全編を通して、捜索を指揮するコッシーガ内務大臣(キリスト教民主党/DC)が、政治家として親同然の「師」と慕うモーロを必死に探す描写がありました。
ところが、コッシーガの上役で、モーロと政策上対立し首相・大統領の座を競っていた(いわば政敵)、同じDCのアンドレオッティ首相・閣僚評議会議長は、作中でその対立は明確に描かれないものの、心配するふりだけして真っ先にモーロを切り捨てるんですな。
そして、政権は対赤テロリストのスペシャリストをアメリカから呼ぶのだが、(これまた明確に描かれないが)「司令で来た」「帰る」のセリフがある以上、反共狙いでイタリアに圧力をかけに来ていたCIAのエージェントという描写なのだろう。
その2人からの圧力でコッシーガは、モーロを「助けたい、見つけたい」という気持ちと「国の威信や立場を考え、また様々な圧力がある以上、見捨てねばならない」という現実に挟まれ苦しむという描写がされていました。
しかし、現実のコッシーガって、アンドレオッティに尻尾ふって翌年には首相、85~92年には大統領になったし、この長期にわたる腐敗政権の中枢に居続けた男なので、この描写が滑稽なくらい白々しく感じてしまいました。
そもそもアンドレオッティなんか、マフィアとつるんで犯罪や暗殺事件にも関わり、賄賂受けまくりがのちにバレて、政官界の大規模汚職摘発でDCを潰した原因の一人ですからね。

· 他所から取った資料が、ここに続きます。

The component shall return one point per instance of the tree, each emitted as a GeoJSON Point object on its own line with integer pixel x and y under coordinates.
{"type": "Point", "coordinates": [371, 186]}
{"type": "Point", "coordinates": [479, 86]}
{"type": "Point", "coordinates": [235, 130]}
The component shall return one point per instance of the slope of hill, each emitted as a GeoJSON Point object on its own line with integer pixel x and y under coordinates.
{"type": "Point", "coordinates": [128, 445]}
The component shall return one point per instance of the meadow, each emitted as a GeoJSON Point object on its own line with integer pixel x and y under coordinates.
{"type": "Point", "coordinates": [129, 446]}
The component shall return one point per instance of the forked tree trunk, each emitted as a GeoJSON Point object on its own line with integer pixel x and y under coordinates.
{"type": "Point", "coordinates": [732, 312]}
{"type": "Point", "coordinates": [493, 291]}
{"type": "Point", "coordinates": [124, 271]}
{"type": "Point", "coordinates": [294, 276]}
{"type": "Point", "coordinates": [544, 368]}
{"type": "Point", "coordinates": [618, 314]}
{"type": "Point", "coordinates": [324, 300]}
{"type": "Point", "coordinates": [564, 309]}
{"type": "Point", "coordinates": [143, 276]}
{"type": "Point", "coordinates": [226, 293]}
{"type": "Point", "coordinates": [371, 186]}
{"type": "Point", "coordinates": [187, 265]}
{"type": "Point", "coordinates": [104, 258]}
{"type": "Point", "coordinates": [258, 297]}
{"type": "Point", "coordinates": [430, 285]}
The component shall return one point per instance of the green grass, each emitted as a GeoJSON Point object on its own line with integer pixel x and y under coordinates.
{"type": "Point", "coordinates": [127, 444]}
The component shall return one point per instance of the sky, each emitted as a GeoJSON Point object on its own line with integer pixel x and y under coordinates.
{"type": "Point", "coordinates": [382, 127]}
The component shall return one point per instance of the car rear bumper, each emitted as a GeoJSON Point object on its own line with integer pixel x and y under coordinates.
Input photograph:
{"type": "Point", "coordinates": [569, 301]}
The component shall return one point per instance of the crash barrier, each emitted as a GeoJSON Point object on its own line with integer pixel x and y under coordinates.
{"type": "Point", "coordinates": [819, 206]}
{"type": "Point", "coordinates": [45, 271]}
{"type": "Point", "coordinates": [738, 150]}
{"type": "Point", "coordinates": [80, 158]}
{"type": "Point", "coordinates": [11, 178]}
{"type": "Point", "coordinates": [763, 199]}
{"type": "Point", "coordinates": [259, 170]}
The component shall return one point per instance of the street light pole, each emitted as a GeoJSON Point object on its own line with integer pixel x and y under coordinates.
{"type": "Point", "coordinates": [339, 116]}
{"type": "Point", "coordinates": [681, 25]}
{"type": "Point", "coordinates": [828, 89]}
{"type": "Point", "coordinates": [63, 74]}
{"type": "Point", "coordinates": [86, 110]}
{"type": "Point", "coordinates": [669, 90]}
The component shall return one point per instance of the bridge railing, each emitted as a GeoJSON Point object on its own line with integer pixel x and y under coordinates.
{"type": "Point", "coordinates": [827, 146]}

(しかも、NATOやアメリカなど反共勢力に庇われて、その後の裁判で無罪を勝ち取る厚顔無恥なクソ野郎です)
その辺を「周知の事実」として一切描かないのは、イタリア人じゃない普通の日本人にゃ、なかなかわからないはずですよ(私はたまたま他のノアール映画…『イル・ディーヴォ』だったかなんかで知っていましたが)。
コッシーガがモーロの目撃情報を元に、精神病院や映画撮影ロケ現場に捜索しに行き、落胆するとか、モーロが無事に救出され病院で再会する白昼夢を見るとか、よく言えば「希望を感じるifな創作」、悪く言えば「腐敗した政界の矛盾をビジュアル化した醜悪な嘘」が盛られていて、なんかこう、ラストの方はイラっとしました。
しかも、そもそも「テロ組織・赤い旅団は、親ロシア親共産党へ傾きつつあったモーロを暗殺するための、アメリカとアンドレオッティの自作自演的に仕込まれた、使い捨てのバカなただの駒」ともとれる、陰謀論じみた「匂わせ」まで入れていて。
なにが真実なんだか、なにがフィクションなんだかわからない、「メタ」作品に仕上がってた印象です。
それが映画のスリラー的な緊迫感を生んで面白くもあり、作りすぎだろって醒めてしまう部分でもあり、楽しめたけど微妙な作品だなぁとしみじみしました。